Question: Will the Company be fulfilling my order?
Answer: No, the Company has ceased to trade and is therefore not able to fulfil any outstanding orders.
Question: Will the Company be issuing refunds for orders that have not been fulfilled?
Answer: No. If your order has not been fulfilled, the monetary value of your order will rank as an unsecured claim against the Company, and you (the individual or entity who placed the order) will be recorded as the respective unsecured creditor.
Question: Can I recover my money from my bank, financial institution, or payment processor directly?
Answer: The ability to recover any monies will be dependant upon the method in which payment was made, the value of the payment, and the individual procedures and policies of your bank or financial institution that processed your payment.
Recovering monies in this manner is often referred to as a reclaim or chargeback and it is recommended that you seek advice from your respective bank, financial institution, or payment processor as soon as possible. We have however provided some general advice below:
Buy Now Pay Later Provider or PayPal
If you purchased the goods via a buy now pay later provider, or via PayPal, you should open a dispute with the buy now pay later provider or PayPal directly.
If you paid via PayPal, you have 180 days from the date of payment to open a dispute.
If you purchased goods using a credit card, there are two options available to you.
If the amount paid is less than £100, you must initiate a chargeback process with the credit card provider.
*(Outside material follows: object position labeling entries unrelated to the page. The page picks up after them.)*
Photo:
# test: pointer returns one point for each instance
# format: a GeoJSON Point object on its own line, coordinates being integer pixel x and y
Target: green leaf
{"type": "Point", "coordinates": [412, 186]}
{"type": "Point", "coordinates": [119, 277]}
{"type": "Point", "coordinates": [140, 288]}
There is no guarantee that monies will be recovered with this process.
If you paid over £100, a claim can be made pursuant to Section 75 of the Consumer Credit Act (“Section 75”). Section 75 is legal protection for UK consumers whereby the lender (in this case, the credit card provider) is jointly liable with the retailer for monies owed.
Claims brought under Section 75 must be made within 6 years of the date of payment, or in the case of non-receipt of goods, within 6 years of the date that goods should have been received.
Debit Card and Bank Transfer
It is unlikely that monies can be recovered if payment has been made via debit card or bank transfer, although this will differ between organisations and will be subject to their respective policies and insurance.
Question: What should I do if I cannot recover my money from my bank, financial institution, or payment processor?
Answer: If you are unable to recover your monies from the above directly, you will need to submit a claim in the liquidation. All claims of this nature will rank as an unsecured claim in the liquidation and payment will only be made against the same if sufficient realisations have been achieved, with which to declare and pay a dividend to unsecured creditors.
Question: What are unsecured creditors?
Answer: The order in which creditors are ranked in an insolvent liquidation, is set out in the Insolvency Act 1986. An unsecured creditor is the lowest ranking creditor in the order of priority and payment will only be achieved if all other creditors, who fall before unsecured creditors in the order of priority, are discharged in full, along with costs of the liquidation.
Please refer to the following article for further information regarding the order of payments in a liquidation: https://www.begbies-traynorgroup.com/articles/insolvency/who-gets-paid-first-when-a-company-goes-into-liquidation.
The Company is registered in England and Wales, registered company number: 10386890, and therefore the insolvency proceedings will be carried out in accordance with the relevant UK insolvency legislation.
As part of the liquidation process, the director is required to prepare and deliver up a Statement of Affairs to all of the Company’s known creditors.
Within the Statement of Affairs is a schedule of all known creditors, which will include personal data, such as names and addresses/email addresses (dependant upon the method of delivery). This is required by insolvency legislation, meaning it is lawful processing of personal data and does not constitute a breach of General Data Protection Regulation (GDPR).